### 2^{x} + 2^{y} = k

2^{x} + 2^{y} = k where x, y and k are positive integers
and k is a constant. The question's that for different values of k how many
solution does our equation have? For any odd k there is no solution and
for positive powers of 2 there is one. We want a general solution
for this equation.

#### Solution by Susam Pal

We will take this fact for granted: Every positive integer can be uniquely expressed as the sum of distinct powers of 2. In other words, every positive integer has a unique binary representation.

Now consider the case where x = y. Let m = x = y. Then k = 2^{m} +
2^{m} = 2^{(m+1)}. Further, if k = 2^{(m+1)} where m > 1, x =
y = m is a solution. There cannot be a solution in which x != y because that would
result in another binary representation of k apart from the existing representation of
2^{(m+1)} which would contradict the uniqueness of the binary representation of k. Therefore there must be exactly 1 solution when k is a positive power of 2.

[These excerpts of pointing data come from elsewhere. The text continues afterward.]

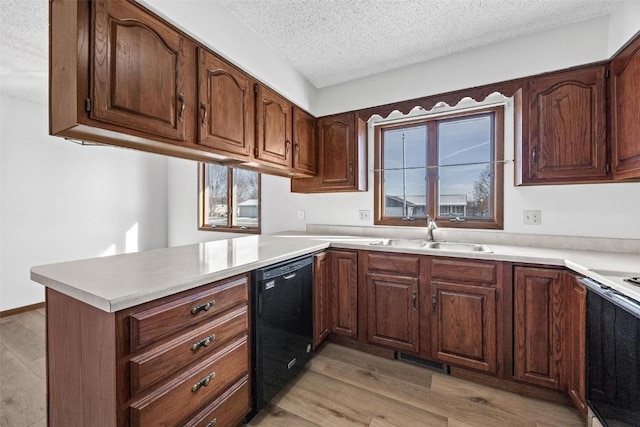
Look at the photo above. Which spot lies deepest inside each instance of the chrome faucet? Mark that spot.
(431, 225)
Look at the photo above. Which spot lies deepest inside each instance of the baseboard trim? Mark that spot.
(18, 310)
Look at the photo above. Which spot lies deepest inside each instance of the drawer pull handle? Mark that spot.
(204, 342)
(203, 382)
(203, 307)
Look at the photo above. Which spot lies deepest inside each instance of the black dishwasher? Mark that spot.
(282, 324)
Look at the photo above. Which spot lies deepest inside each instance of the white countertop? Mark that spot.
(121, 281)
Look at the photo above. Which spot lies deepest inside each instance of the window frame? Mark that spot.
(229, 228)
(431, 121)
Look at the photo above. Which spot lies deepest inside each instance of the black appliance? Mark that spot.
(613, 356)
(282, 324)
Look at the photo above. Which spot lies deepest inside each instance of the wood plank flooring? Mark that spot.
(340, 387)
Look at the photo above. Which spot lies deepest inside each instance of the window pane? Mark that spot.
(465, 153)
(404, 164)
(215, 195)
(245, 198)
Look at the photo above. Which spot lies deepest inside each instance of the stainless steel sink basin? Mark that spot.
(400, 243)
(459, 247)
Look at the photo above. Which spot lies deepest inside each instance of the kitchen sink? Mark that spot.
(459, 247)
(401, 243)
(422, 244)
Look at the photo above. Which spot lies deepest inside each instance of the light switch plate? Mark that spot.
(532, 217)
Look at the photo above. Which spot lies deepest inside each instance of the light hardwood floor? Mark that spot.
(341, 387)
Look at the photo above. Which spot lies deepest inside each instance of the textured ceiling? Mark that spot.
(327, 41)
(332, 41)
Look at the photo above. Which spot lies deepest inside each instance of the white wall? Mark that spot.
(62, 201)
(228, 36)
(550, 50)
(624, 23)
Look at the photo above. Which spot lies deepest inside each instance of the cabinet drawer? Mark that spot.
(392, 263)
(165, 319)
(464, 271)
(169, 357)
(226, 410)
(169, 404)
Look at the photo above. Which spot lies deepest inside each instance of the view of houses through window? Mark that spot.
(445, 167)
(230, 198)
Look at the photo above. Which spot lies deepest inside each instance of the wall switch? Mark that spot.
(532, 217)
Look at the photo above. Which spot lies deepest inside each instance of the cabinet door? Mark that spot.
(321, 298)
(463, 330)
(273, 115)
(576, 342)
(566, 128)
(538, 312)
(393, 311)
(344, 293)
(342, 157)
(225, 102)
(143, 71)
(625, 111)
(305, 157)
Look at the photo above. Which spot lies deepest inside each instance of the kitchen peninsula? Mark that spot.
(120, 349)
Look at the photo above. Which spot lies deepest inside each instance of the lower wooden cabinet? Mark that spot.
(538, 319)
(321, 297)
(179, 360)
(344, 293)
(463, 328)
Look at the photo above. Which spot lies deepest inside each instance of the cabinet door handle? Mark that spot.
(434, 305)
(534, 155)
(203, 107)
(204, 342)
(203, 382)
(181, 110)
(204, 307)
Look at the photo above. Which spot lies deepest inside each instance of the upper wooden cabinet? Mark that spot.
(225, 105)
(305, 150)
(143, 71)
(273, 127)
(538, 318)
(564, 128)
(625, 111)
(342, 163)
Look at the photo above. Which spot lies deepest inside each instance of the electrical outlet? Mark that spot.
(532, 217)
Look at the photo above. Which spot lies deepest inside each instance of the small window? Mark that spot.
(448, 167)
(229, 199)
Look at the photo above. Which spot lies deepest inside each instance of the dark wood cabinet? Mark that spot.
(392, 306)
(575, 342)
(273, 127)
(342, 151)
(143, 71)
(465, 314)
(539, 318)
(225, 106)
(625, 111)
(168, 362)
(321, 297)
(344, 293)
(564, 127)
(305, 150)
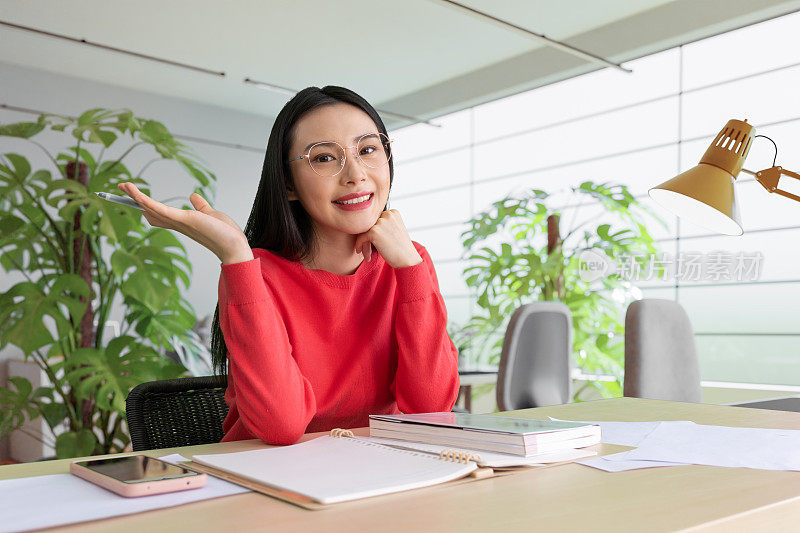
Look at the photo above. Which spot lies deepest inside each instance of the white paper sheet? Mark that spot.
(330, 470)
(70, 499)
(766, 449)
(621, 433)
(626, 434)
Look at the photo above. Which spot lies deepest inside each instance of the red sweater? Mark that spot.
(309, 350)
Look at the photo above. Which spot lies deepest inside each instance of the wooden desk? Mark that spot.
(564, 498)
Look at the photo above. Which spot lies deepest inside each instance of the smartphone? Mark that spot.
(137, 475)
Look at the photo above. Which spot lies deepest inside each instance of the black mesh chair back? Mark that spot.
(176, 412)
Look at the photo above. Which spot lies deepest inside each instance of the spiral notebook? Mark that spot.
(334, 469)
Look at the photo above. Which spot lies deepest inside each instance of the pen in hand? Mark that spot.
(122, 200)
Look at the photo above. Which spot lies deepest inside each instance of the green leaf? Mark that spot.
(17, 404)
(108, 375)
(26, 306)
(53, 413)
(75, 444)
(25, 130)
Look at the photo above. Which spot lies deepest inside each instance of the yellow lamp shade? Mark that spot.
(704, 194)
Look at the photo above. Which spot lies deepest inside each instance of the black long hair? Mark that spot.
(275, 223)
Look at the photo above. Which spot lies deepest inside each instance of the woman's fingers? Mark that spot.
(200, 203)
(147, 203)
(364, 245)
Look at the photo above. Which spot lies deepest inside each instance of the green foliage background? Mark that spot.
(46, 219)
(510, 265)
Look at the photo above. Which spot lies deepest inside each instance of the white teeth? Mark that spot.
(356, 200)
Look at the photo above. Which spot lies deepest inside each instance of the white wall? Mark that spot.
(238, 170)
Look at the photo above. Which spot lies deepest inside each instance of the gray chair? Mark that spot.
(660, 354)
(535, 362)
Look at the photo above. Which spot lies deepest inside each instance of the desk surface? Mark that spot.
(565, 498)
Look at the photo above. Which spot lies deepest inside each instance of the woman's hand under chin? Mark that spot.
(390, 237)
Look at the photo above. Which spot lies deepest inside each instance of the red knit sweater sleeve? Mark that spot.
(427, 366)
(274, 399)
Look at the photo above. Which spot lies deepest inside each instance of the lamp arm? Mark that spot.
(769, 178)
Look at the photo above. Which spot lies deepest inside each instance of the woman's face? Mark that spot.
(322, 196)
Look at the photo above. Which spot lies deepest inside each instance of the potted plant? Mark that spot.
(79, 256)
(517, 254)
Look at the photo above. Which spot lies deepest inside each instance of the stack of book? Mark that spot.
(517, 436)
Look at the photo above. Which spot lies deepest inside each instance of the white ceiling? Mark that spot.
(422, 58)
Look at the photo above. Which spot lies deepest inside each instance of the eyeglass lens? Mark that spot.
(327, 159)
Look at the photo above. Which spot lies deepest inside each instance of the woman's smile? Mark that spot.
(355, 201)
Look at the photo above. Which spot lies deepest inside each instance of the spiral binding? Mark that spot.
(456, 456)
(459, 456)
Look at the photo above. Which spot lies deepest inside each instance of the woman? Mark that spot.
(328, 312)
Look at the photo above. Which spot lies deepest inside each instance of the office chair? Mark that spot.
(534, 366)
(176, 412)
(660, 354)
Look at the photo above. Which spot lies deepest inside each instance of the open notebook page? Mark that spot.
(331, 470)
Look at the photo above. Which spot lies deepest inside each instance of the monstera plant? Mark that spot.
(517, 252)
(77, 257)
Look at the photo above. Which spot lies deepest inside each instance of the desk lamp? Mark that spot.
(704, 194)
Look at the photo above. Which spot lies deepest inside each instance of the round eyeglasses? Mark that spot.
(327, 158)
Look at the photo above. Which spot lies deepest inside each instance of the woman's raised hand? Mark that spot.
(210, 228)
(390, 237)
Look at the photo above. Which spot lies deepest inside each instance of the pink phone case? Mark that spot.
(133, 490)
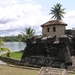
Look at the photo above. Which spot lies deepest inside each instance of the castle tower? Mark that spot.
(53, 27)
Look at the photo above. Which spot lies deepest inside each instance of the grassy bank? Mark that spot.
(14, 55)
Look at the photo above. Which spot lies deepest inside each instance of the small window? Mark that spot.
(48, 29)
(54, 29)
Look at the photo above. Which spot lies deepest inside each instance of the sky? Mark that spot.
(16, 15)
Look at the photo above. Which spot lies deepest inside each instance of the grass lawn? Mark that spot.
(14, 55)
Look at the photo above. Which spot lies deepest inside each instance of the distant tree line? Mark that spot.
(29, 32)
(12, 38)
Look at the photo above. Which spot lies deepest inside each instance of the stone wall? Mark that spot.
(47, 51)
(10, 61)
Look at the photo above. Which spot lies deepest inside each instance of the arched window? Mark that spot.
(48, 29)
(54, 29)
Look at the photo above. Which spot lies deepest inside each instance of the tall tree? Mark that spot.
(3, 48)
(57, 11)
(28, 33)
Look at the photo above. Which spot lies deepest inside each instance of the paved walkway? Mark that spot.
(1, 62)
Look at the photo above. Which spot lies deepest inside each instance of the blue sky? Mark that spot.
(15, 15)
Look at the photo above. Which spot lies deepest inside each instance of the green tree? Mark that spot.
(57, 11)
(28, 33)
(3, 48)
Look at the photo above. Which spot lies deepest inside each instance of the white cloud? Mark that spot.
(70, 19)
(8, 2)
(19, 16)
(15, 16)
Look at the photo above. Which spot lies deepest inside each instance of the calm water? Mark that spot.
(14, 46)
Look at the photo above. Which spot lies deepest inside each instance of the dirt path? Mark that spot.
(12, 70)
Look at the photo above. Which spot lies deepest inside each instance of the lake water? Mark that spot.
(14, 46)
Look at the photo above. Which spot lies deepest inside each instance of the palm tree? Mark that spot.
(3, 48)
(28, 33)
(57, 11)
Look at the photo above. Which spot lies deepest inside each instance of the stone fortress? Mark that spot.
(53, 48)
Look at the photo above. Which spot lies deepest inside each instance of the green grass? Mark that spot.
(14, 55)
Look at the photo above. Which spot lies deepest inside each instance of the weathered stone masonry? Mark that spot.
(47, 51)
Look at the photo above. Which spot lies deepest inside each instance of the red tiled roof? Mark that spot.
(53, 22)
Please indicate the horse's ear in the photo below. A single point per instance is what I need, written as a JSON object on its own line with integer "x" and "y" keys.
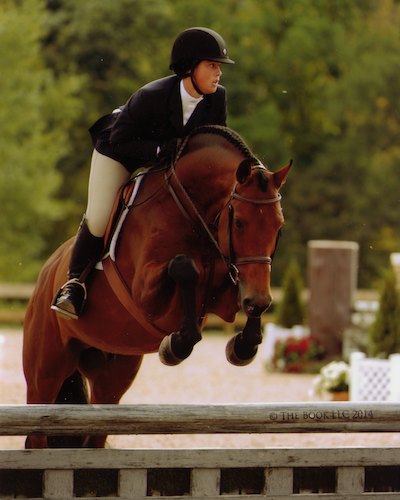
{"x": 280, "y": 175}
{"x": 243, "y": 170}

Now consider the case where x != y. Let x = m and y = n. Then k = 2^{m} +
2^{n} = 2^{n} + 2^{m}. Thus both (x = m, y = n) and (x = n, y
= m) are solutions. There cannot be a solution in which x = y because that would lead
to k = 2^{(x+1)} which violates the uniqueness of the binary representation of k. Also, there cannot be another solution in which either x or y does not belong to {m, n} because that would too violate the uniqueness of the binary representation of k. We conclude that there must be exactly 2 solutions when k is a sum of two distinct positive powers of 2.

For any other positive integer k, no solutions are possible. We can show this by
contradiction. Let k be such that it is neither a positive power of 2 nor a sum of two
distinct positive powers of 2. If we assume that a solution exists for such k, then we
have two positive integers x and y such that 2^{x} + 2^{y} = k. If x = y, it contradicts the fact that k is not a positive power of 2. If x != y, it contradicts the fact that k is a sum of two distinct positive powers of 2.

Thus, we can conclude that the equation has exactly 1 solution when k is a positive power of 2, 2 solutions when k is a sum of two distinct positive powers of 2, no solutions otherwise.

Thanks,
Susam